Get started Bring yourself up to speed with our introductory content.

Why voice interfaces remain challenging

Voice recognition in the form of interfaces like Amazon Echo, Google Home and Siri from Apple is quickly becoming ubiquitous as part of smart home IoT setups. “Alexa, turn on the bedroom light.” It’s hardly a stretch to imagine that they’ll find their ways into IoT architectures designed for industrial monitoring and control as well. As a recent issue of The Economist noted, “Using it is just like casting a spell: say a few words into the air, and a nearby device can grant your wish.”

Voice recognition vs. natural language processing

Most people find that Echo-like devices with multiple microphones, noise-canceling technology and a broadband internet connection have become quite good at recognizing spoken words. They’re not perfect, but they get things mostly right even in a noisy environment. This is a big change from the days when even after training a system to understand a particular speaker, the accuracy remained low enough that voice interfaces usually weren’t very useful.
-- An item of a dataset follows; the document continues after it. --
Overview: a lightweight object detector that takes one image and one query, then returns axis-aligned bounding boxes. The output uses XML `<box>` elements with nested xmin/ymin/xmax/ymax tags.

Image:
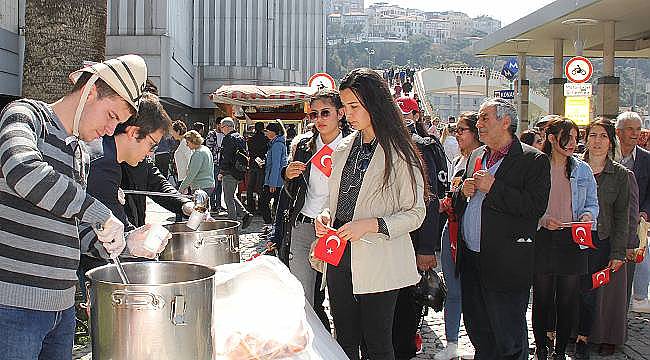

However, voice control also has negative parallels to the aforementioned wizard’s incantations; get them a little bit wrong and the results can be unexpected. That’s because the machine-learning (and associated computer science) advances that underpin voice recognition improvements haven’t yet led to equally broad improvements in understanding the intent and meaning of a sequence of words, i.e., natural language processing.

While the field has advanced considerably — consider IBM’s Watson playing Jeopardy — anyone who has tried to use voice control for anything complicated has experienced the confusion that often results from going off script.


The need to stick close to a script is limiting, in part, because voice isn’t a very discoverable interface. It’s a lot more like a command line with a blinking cursor than a graphical user interface with menu items and other on-screen prompts that explicitly lead you through permissible actions. Indeed, voice is arguably worse than a command line; with a command line, you can at least glance through help screens quickly. When we speak, we depend on succinct and immediate feedback if a word isn’t understood or some part of a request doesn’t make sense. Computers are generally far less good at deriving meaning from context and parsing freeform speech that doesn’t conform to a particular format or script.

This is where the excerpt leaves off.